# Smartworkflow and keyword hierarchy



## tspear (Aug 20, 2019)

*Short version:*
The two largest gaps for me are workflow and keyword hierarchy. Has anyone found a way around these limitations?

*Long Version:*
I have played around some with LightRoom CC.  I find the editing capabilities not as good, and actually tougher to use. However, they do not require a lot of new features before they catch up to my level of skill.  The reason I am considering switching is because we have started to travel more, and at the same time I am always very busy at home. Which means it can take weeks/months before I finish editing images from a trip while I have a few times made a small travel catalog and edited on the trip.; they are done a lot earlier. Likely because there are fewer projects around the house/work which get in the way!
Anyway, after playing around with CC, I find the lack of a way to implement a workflow and keyword hierarchy basically deal killers. Has anyone else found a way around these issues?


----------



## Victoria Bampton (Aug 20, 2019)

For workflow collections, you can just use a folder with normal collections and manually move them from album to album. I suspect it won't be too long before we have something like smart collections, based on the work they've been doing with search facets, but we'll see...  For keyword hierarchy, how much keywording do you actually bother to do? I thought I'd miss it, but it turns out I don't really.


----------



## johnbeardy (Aug 20, 2019)

I feel Victoria's expressing a rather optimistic view that I do not share. Search facets show progress, at least if you're online, but there are fewer metadata fields to search, and whenever comparable features are eventually implemented they are weaker than those in classic Lightroom.


----------



## PhilBurton (Aug 21, 2019)

johnbeardy said:


> I feel Victoria's expressing a rather optimistic view that I do not share. Search facets show progress, at least if you're online, but there are fewer metadata fields to search, and whenever comparable features are eventually implemented they are weaker than those in classic Lightroom.

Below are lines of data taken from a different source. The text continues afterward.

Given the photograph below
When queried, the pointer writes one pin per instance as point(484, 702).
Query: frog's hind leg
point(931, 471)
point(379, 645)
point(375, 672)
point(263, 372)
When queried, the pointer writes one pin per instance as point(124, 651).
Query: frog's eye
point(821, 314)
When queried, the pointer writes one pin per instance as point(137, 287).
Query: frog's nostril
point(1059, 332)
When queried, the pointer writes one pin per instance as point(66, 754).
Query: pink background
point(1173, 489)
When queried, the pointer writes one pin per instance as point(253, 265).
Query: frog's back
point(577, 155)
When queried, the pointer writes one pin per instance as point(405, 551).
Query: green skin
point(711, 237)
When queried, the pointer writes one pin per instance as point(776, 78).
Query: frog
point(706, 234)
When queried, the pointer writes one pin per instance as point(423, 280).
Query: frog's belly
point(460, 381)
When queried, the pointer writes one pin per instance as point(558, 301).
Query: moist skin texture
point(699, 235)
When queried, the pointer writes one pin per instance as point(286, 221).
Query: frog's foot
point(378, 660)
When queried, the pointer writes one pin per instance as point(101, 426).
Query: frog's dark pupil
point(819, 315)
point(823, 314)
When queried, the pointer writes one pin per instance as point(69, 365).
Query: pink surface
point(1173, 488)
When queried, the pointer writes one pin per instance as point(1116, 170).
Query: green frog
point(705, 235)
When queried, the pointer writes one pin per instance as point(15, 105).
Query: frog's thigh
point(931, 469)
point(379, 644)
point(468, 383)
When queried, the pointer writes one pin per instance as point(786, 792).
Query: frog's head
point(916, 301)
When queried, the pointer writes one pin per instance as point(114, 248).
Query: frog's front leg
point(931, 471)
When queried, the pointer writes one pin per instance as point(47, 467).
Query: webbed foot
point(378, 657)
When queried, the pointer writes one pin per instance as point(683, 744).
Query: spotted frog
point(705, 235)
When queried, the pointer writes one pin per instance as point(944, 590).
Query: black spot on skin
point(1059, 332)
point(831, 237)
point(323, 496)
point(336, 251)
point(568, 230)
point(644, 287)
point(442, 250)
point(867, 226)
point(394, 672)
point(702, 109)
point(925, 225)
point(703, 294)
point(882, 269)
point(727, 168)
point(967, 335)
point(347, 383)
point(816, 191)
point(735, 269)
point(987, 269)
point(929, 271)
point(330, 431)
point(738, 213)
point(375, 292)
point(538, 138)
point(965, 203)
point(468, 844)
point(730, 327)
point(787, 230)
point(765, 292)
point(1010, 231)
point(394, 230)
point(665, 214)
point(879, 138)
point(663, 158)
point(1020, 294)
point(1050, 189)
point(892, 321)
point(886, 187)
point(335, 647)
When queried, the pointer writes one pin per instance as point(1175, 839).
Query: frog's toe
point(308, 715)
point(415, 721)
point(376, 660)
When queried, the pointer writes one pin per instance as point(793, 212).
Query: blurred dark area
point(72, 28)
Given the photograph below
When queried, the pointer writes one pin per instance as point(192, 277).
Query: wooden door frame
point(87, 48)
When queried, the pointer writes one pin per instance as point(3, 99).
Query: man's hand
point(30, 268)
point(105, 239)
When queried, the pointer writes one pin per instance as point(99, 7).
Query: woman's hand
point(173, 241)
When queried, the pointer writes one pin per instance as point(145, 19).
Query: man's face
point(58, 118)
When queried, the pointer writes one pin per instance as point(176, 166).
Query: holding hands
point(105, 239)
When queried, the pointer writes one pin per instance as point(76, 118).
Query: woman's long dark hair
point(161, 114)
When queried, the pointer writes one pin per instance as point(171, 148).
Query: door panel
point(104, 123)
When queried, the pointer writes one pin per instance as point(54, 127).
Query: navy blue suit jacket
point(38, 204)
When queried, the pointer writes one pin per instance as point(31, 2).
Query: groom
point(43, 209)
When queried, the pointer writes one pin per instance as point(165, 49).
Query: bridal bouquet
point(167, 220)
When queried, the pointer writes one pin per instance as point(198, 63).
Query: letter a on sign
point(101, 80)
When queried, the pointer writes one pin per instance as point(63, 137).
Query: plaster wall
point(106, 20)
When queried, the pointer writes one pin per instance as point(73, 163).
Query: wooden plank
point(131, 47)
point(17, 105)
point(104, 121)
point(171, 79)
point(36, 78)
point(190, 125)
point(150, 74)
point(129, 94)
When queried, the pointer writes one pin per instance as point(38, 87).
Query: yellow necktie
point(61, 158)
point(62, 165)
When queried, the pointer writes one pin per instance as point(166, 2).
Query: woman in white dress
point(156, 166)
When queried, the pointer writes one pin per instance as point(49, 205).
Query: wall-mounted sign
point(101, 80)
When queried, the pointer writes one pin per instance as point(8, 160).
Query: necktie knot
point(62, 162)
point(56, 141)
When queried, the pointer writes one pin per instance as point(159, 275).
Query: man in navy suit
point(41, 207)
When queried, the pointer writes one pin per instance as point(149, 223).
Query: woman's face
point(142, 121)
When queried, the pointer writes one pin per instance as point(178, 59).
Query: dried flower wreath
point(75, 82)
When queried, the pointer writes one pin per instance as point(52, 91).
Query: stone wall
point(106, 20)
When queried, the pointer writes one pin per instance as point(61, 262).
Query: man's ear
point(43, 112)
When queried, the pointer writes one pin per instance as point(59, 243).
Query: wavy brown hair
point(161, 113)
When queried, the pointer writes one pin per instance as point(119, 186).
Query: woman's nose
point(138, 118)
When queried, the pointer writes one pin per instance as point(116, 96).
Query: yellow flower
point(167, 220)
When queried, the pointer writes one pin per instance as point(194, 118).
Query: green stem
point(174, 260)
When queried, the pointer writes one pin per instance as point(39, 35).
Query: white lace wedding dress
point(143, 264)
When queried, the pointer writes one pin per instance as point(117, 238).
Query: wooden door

Rome wasn't built in a day, and neither will Lightroom cloudy.  We can probably expect to see a build-out of cloudy features in the next few years, at which time I will try it out.  In the meantime, I'm standing 100% with tspear.


----------



## tspear (Aug 21, 2019)

Victoria Bampton said:


> For workflow collections, you can just use a folder with normal collections and manually move them from album to album. I suspect it won't be too long before we have something like smart collections, based on the work they've been doing with search facets, but we'll see...  For keyword hierarchy, how much keywording do you actually bother to do? I thought I'd miss it, but it turns out I don't really.



Actually, I have found the keywords I use very useful. I get requests mostly from family for custom selection sets of images that I build based on the keywords. I am in the process now of planning multiple digital frames where I plan to script changing the images based on using keyword filters.

If I ditch keywords, I may as well go back to managing images by folders. And then what is the point of Lr?


----------



## Victoria Bampton (Aug 21, 2019)

I still add keywords, I'm just not worrying about the hierarchy. For a slightly OCD person, it didn't bother me as much as I thought it would!


----------



## tspear (Aug 22, 2019)

Victoria Bampton said:


> I still add keywords, I'm just not worrying about the hierarchy. For a slightly OCD person, it didn't bother me as much as I thought it would!



Ah, ok, that makes sense!


----------